Cluster Komunitas di Kota Solo

Tahun 80-an saya pernah membaca suatu artikel mengenai penyebab " kerusuhan di Solo ". Di dalam artikel  tersebut menyebutkan bahwa " kerusuhan di Solo " itu disebabkan oleh kesenjangan status ekonomi antara penduduk Solo asli dan pendatang.

Penduduk asli Solo, kebanyakan tinggal di daerah pinggiran kota, karena terdesak oleh kaum pendatang. Kaum pendatang dan penduduk asli Solo  menengah-atas  yang secara ekonomi lebih kuat menempati daerah kota, seperti :

Orang-orang Kalimantan ( Banjarmasin ), menempati daerah Kemlayan.

Orang-orang Arab, menempati daerah Pasar Kliwon.

Orang-orang Madura, menempati daerah Sangkrah.

Orang-orang China, menempati daerah Balong.

Daerah Singosaren, banyak orang-orang Padang yang tiggal disitu.  Orang Solo yang ekonominya menengah, tinggal di Kauman dan Keprabon ( biasanya pengrajin batik ). Pengusaha Batik yang kaya dan berhasil, tinggal di Laweyan, biasanya bukan asli Solo, mereka dari Desa Galgendu (Klaten/Delanggu ?).

Para keturunan raja dan abdidalem, tinggal di sekitar Mangkunegaran dan Istana Kasunanan.

Para pegawai kotapraja, kebanyakan menempati daerah Penumping, untuk yang menengah.
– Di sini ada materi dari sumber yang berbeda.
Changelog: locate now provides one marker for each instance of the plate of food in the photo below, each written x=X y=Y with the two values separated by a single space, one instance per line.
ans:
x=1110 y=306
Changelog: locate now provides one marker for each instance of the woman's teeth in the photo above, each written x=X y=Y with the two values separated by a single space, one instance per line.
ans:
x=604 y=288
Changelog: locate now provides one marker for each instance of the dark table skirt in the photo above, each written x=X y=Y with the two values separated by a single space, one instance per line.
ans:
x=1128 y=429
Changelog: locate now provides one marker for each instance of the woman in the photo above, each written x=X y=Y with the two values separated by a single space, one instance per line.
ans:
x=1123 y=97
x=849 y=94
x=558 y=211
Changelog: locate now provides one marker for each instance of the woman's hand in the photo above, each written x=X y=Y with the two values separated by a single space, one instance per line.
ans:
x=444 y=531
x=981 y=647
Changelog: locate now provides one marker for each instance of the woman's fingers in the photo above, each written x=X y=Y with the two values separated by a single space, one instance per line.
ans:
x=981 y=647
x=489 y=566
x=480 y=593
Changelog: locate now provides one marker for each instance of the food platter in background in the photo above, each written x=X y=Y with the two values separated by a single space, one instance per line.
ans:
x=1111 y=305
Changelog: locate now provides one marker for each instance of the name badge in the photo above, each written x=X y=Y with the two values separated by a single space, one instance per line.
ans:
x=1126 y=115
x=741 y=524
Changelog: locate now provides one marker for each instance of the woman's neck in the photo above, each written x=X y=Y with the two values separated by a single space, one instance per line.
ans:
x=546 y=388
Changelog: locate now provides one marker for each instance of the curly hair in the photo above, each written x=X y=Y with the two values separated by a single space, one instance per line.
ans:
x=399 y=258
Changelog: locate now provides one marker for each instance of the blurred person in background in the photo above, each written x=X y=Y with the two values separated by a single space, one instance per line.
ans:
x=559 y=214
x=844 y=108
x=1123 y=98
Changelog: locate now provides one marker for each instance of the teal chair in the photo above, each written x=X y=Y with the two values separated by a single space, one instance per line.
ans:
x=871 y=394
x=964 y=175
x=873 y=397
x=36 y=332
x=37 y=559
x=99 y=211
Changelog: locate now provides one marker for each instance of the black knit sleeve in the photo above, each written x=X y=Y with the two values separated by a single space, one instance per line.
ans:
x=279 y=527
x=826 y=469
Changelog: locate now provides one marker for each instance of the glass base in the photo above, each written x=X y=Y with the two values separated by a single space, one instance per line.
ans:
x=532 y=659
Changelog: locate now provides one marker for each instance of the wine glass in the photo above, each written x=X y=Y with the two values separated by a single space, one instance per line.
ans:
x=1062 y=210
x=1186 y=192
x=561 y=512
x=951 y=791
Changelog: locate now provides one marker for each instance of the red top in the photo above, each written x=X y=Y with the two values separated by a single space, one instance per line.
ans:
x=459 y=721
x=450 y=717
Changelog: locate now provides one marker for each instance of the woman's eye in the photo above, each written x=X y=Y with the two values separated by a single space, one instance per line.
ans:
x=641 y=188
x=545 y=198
Pamong praja kelas atas, kebanyakan tinggal di Banjarsari

Jadi, penduduk asli solo yang ekonominya lemah, tergeser kearah pinggiran, seperti, Purwosari, Mojosongo, Sumber, Nusukan. Jagalan. 

Apalagi, orang Solo asli itu, kebanyakan yang bekerja adalah kaum perempuan-nya, biasanya berdagang kain dan batik di Pasar Klewer. Para lelaki asli Solo, kebanyakan jaga rumah, ngingu perkutut dan adu jago.

Para wanita asli Solo, selain berdagang batik di Pasar Klewer, juga banyak yang berbisnis kuliner. Coba, kita perhatikan, nama-nama wanita Solo yang terkenal dengan bisnis kulinernya. Soto Giyem (Tipes), nasi liwet mbak Yanti (Purwosari) dan  bu Wongso Lemu (Keprabon), bakmi ketoprak yu Nani ( Kratonan), gudeg ceker bu Broto ( Margoyudan)

Menurut penulisnya, inilah yang menyebabkan kecemburuan sosial antara penduduk asli dan para pendatang. Kerusuhan-kerusuhan besar yang pernah melanda Kota Solo, selalu dimulai dari pinggiran kota, kemudian merambat ke tengah kota.

Setelah saya renungkan, apa yang dikatakan penulis tersebut sangat masuk akal.